Grants for backup@localhost
GRANT SELECT, SHOW VIEW, EVENT, TRIGGER ON *.* TO `backup`@`localhost`
  4. Create the client option file at /root/.my.cnf so the cron job can authenticate non-interactively. 
    $ sudo install --mode=0600 /dev/null /root/.my.cnf
$ sudo tee /root/.my.cnf >/dev/null <<'EOF'
[client]
user=backup
password=StrongBackupPasswordHere
host=localhost
EOF

    Keep /root/.my.cnf at mode 0600 because it stores the backup password in plaintext.

  5. Test the option file with a non-interactive query. 
    $ sudo mysql --defaults-extra-file=/root/.my.cnf --execute "SELECT NOW() AS backup_test;"
backup_test
2026-06-06 13:14:20

    --defaults-extra-file is an option-file control flag, so keep it before other client options.
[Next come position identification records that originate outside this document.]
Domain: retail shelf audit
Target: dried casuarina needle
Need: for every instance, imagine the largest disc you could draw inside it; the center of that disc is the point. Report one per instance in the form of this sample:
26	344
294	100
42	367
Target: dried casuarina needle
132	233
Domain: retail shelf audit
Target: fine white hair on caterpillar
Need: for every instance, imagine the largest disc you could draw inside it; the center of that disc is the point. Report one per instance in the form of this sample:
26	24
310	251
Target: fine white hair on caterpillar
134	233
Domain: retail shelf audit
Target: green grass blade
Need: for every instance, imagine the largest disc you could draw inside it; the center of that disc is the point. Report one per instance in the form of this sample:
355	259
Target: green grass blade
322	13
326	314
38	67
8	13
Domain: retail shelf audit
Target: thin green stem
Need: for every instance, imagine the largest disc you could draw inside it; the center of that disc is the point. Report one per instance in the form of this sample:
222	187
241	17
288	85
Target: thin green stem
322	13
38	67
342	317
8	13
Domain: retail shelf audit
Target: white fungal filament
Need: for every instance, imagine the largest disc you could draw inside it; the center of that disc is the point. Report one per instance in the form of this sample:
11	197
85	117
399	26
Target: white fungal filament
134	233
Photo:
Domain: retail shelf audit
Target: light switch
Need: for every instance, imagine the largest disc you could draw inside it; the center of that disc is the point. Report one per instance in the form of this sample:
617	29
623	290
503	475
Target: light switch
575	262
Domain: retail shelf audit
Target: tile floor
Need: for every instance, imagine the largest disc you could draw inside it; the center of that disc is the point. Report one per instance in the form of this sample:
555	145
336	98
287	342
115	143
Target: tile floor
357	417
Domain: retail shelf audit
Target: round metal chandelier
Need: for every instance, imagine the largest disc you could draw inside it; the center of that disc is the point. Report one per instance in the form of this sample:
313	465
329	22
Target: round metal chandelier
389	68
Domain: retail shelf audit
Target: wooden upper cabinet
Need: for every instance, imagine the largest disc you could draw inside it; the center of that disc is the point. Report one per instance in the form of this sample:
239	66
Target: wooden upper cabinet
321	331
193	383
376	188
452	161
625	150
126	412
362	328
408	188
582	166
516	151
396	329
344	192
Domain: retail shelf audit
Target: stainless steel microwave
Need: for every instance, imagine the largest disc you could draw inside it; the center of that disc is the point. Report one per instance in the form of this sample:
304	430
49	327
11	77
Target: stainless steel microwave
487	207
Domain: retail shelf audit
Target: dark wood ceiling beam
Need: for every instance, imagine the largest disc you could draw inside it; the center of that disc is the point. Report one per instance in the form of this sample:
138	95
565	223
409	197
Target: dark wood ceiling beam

  6. Create the backup script at /usr/local/sbin/mysql-backup.sh. 
    $ sudo tee /usr/local/sbin/mysql-backup.sh >/dev/null <<'EOF'
#!/usr/bin/env bash
set -euo pipefail

BACKUP_DIR="/var/backups/mysql"
DEFAULTS_FILE="/root/.my.cnf"
RETENTION_DAYS=14
LOCKFILE="/var/lock/mysql-backup.lock"

umask 077

if [ ! -f "$DEFAULTS_FILE" ]; then
  echo "Missing defaults file: $DEFAULTS_FILE" >&2
  exit 1
fi

if command -v mariadb-dump >/dev/null 2>&1; then
  DUMP_CMD="$(command -v mariadb-dump)"
elif command -v mysqldump >/dev/null 2>&1; then
  DUMP_CMD="$(command -v mysqldump)"
else
  echo "No MariaDB or MySQL dump client found" >&2
  exit 1
fi

mkdir -p "$BACKUP_DIR"

timestamp="$(date +%F_%H%M%S)"
outfile="$BACKUP_DIR/mysql-$timestamp.sql.gz"
tmpfile="$outfile.tmp"

cleanup() {
  rm -f "$tmpfile"
}
trap cleanup EXIT

exec 9>"$LOCKFILE"
if ! flock -n 9; then
  echo "Backup already running: $LOCKFILE" >&2
  exit 1
fi

extra_opts=()
if "$DUMP_CMD" --help 2>/dev/null | grep -q -- '--no-tablespaces'; then
  extra_opts+=(--no-tablespaces)
fi

"$DUMP_CMD" \
  --defaults-extra-file="$DEFAULTS_FILE" \
  --all-databases \
  --single-transaction \
  --routines \
  --events \
  --triggers \
  --hex-blob \
  --quick \
  "${extra_opts[@]}" \
  | gzip --stdout --best > "$tmpfile"

mv -f "$tmpfile" "$outfile"

find "$BACKUP_DIR" -maxdepth 1 -type f -name 'mysql-*.sql.gz' -mtime +"$RETENTION_DAYS" -delete

echo "Backup written: $outfile"
EOF

    The script prefers mariadb-dump when it is installed and falls back to mysqldump for MySQL or older MariaDB environments.

    These steps assume a Linux host where flock is available. If the host does not provide flock, replace the lock section with the local equivalent before scheduling the job.

  7. Make the backup script executable. 
    $ sudo chmod 0700 /usr/local/sbin/mysql-backup.sh
  8. Run the backup script once before scheduling it. 
    $ sudo /usr/local/sbin/mysql-backup.sh
Backup written: /var/backups/mysql/mysql-2026-06-06_131420.sql.gz
  9. Confirm that a new archive exists in /var/backups/mysql. 
    $ sudo ls -lh /var/backups/mysql
total 688K
-rw------- 1 root root 685K Jun  6 13:14 mysql-2026-06-06_131420.sql.gz
  10. Check the compressed archive record. 
    $ sudo gzip --list /var/backups/mysql/mysql-2026-06-06_131420.sql.gz
         compressed        uncompressed  ratio uncompressed_name
             700418             3498630  80.0% /var/backups/mysql/mysql-2026-06-06_131420.sql

    Use How to restore MySQL or MariaDB database from backup for a separate restore drill before depending on the scheduled backup.

  11. Edit root's crontab. 
    $ sudo crontab -e
  12. Add a nightly cron entry for the backup script. 
    MAILTO=
SHELL=/bin/bash
PATH=/usr/local/sbin:/usr/local/bin:/usr/sbin:/usr/bin:/sbin:/bin

0 2 * * * /usr/local/sbin/mysql-backup.sh >>/var/log/mysql-backup.log 2>&1

    Use a full path in the cron entry because cron starts with a minimal environment. Tool: Crontab Generator

  13. Confirm the cron entry is installed. 
    $ sudo crontab -l
MAILTO=
SHELL=/bin/bash
PATH=/usr/local/sbin:/usr/local/bin:/usr/sbin:/usr/bin:/sbin:/bin

0 2 * * * /usr/local/sbin/mysql-backup.sh >>/var/log/mysql-backup.log 2>&1
  14. Check the log after the first scheduled run. 
    $ sudo cat /var/log/mysql-backup.log
Backup written: /var/backups/mysql/mysql-2026-06-07_020000.sql.gz

    If the log stays empty, confirm that the host cron service is enabled and that the dump client and script paths match the local installation.